STAG Stock Analysis — STAG Industrial
Sector: REITs
AI Verdict
STAG trades at 37.1x next year's earnings despite shrinking profits, so you're paying a premium the numbers don't yet support unless their secondary-market moat delivers a surprise turnaround.
Competitive Moat
STAG Industrial owns and operates a diversified portfolio of single-tenant industrial properties, with a focus on secondary markets where competition is less intense and tenant relationships are sticky.
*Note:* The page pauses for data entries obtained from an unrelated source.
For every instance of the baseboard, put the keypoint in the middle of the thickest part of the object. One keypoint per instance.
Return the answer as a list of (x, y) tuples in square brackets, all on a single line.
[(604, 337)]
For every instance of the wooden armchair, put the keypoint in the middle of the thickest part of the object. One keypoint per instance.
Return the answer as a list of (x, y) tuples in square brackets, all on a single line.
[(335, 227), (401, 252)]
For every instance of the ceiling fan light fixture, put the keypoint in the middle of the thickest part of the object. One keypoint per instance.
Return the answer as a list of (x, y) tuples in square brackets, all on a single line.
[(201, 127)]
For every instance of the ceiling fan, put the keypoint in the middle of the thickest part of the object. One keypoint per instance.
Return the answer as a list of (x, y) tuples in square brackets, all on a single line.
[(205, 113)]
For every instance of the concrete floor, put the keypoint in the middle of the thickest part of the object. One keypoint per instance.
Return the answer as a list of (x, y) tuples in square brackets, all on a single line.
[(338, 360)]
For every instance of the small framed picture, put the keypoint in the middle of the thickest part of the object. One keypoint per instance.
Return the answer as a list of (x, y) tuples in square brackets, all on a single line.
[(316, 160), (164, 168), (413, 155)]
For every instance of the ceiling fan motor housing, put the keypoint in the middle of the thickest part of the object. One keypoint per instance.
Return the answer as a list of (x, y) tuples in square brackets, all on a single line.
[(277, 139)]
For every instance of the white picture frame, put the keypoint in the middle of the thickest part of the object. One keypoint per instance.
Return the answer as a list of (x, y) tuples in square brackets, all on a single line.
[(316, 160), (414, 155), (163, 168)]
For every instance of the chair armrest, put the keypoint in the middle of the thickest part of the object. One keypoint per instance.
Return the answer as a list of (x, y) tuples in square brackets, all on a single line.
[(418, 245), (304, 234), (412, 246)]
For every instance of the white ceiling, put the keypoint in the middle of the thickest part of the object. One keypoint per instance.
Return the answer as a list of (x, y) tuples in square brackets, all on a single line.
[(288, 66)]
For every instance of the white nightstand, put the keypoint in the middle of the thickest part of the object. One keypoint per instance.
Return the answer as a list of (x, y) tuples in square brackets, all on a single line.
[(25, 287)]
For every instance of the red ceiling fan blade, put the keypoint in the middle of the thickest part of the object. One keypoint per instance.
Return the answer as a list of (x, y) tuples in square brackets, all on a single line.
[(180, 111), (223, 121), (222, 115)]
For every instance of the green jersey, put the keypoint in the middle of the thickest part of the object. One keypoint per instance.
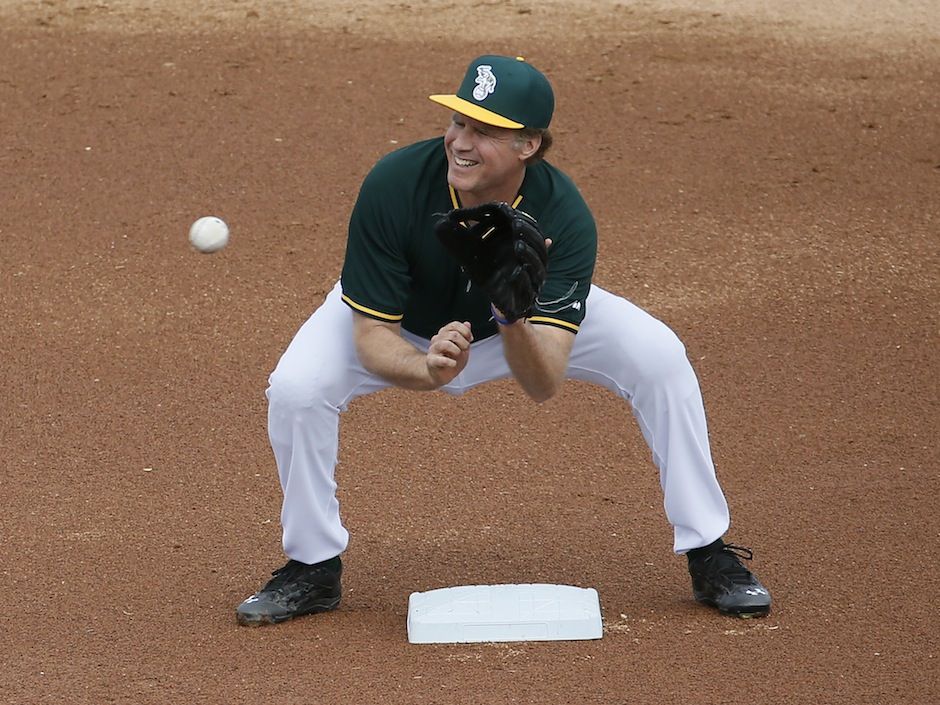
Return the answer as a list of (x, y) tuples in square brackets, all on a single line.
[(396, 269)]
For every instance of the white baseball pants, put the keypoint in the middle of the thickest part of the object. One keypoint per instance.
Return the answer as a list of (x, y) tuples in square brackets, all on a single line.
[(619, 346)]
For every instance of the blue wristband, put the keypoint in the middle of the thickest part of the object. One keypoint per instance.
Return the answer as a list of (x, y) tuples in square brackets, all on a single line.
[(501, 321)]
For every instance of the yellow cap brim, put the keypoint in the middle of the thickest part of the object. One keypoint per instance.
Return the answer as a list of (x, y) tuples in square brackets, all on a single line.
[(472, 110)]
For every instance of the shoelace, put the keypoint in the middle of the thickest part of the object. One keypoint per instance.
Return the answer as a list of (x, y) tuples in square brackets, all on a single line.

Their scale in this niche gives them bargaining power and operational efficiency that smaller landlords can't match.
Summary
STAG stands out for its focus on single-tenant industrial properties in overlooked markets, offering exposure to logistics real estate.
Where It Stands
STAG trades at 37.1x next year's earnings, far above the REIT sector norm, while analysts expect EPS to drop by 26.5%.
Key Metrics
- Trailing P/E: 27.2x
- Forward P/E: 37.1x
- Earnings Growth: -0.3%
- Revenue Growth: +0.1%
- Dividend Yield: 0.04%
- 52-Week High: $39.99
- 52-Week Low: $33.19
Analyst Consensus
8 Buy · 8 Hold · 1 Sell (17 analysts)
Bull Case
Trailing revenue growth of 10.1% shows the portfolio is expanding faster than many peers.
Bear Case
With a forward P/E of 37.1x and expected EPS contraction of 26.5%, even a modest P/E reset to the REIT median could mean a 40%+ valuation hit.
Catalyst to Watch
Watch for quarterly earnings updates—if EPS stabilizes or beats the -26.5% expectation, the valuation premium could hold.